Art21 is pleased to announce our latest column, Bedfellows: Art and Visual Culture, penned by guest blog alum Victoria Gannon.
Art and visual culture have not always been friends. When programs in the latter began to appear in art schools and universities in the 1990s, art historians were, on the whole, threatened by the sprawling interdisciplinary discipline whose objects of study include advertising and maps, landscapes and architecture, popular movies and other representations not considered art but rich with visual signification. Many believed visual culture, as a discipline, would rob the art object of its unique historical identity, reducing it to merely one more representation in a vast universe of cultural exchanges. Bedfellows: Art and Visual Culture makes no pretense of resolving this academic fissure, nor does it assert that art objects are the same as other forms of cultural production. But it does acknowledge that contemporary art and forms of visual culture often share cultural milieus and influences, and that by examining these forms of production side by side, we can learn more about their shared inspiration than if we considered them individually. In highlighting the similarities between art and visual culture, Bedfellows will ultimately reveal their distinctions and unique approaches to cultural phenomena.

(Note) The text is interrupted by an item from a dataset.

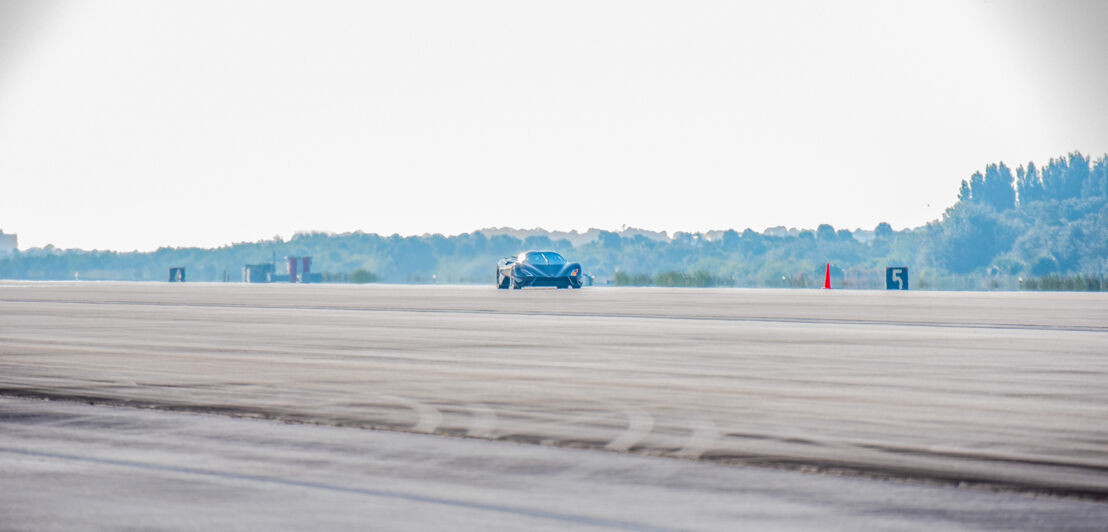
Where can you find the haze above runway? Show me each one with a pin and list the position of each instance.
(1007, 390)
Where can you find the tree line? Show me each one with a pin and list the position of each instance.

Victoria Gannon was born and raised in Northern California, and she enjoys an ambivalent relationship with her home state. She currently spends her time writing and editing for Art Practical, an online journal covering Bay Area visual culture. She’s interested in art for its ability to embody abstract ideas; she enjoys writing about art for the challenge of translating those ideas into clear language. She earned a degree in English from Mt. Holyoke College, in South Hadley, Mass., and received a master’s degree in Visual and Critical Studies from California College of the Arts, in San Francisco.
Bedfellows publishes on the first Tuesday of the month.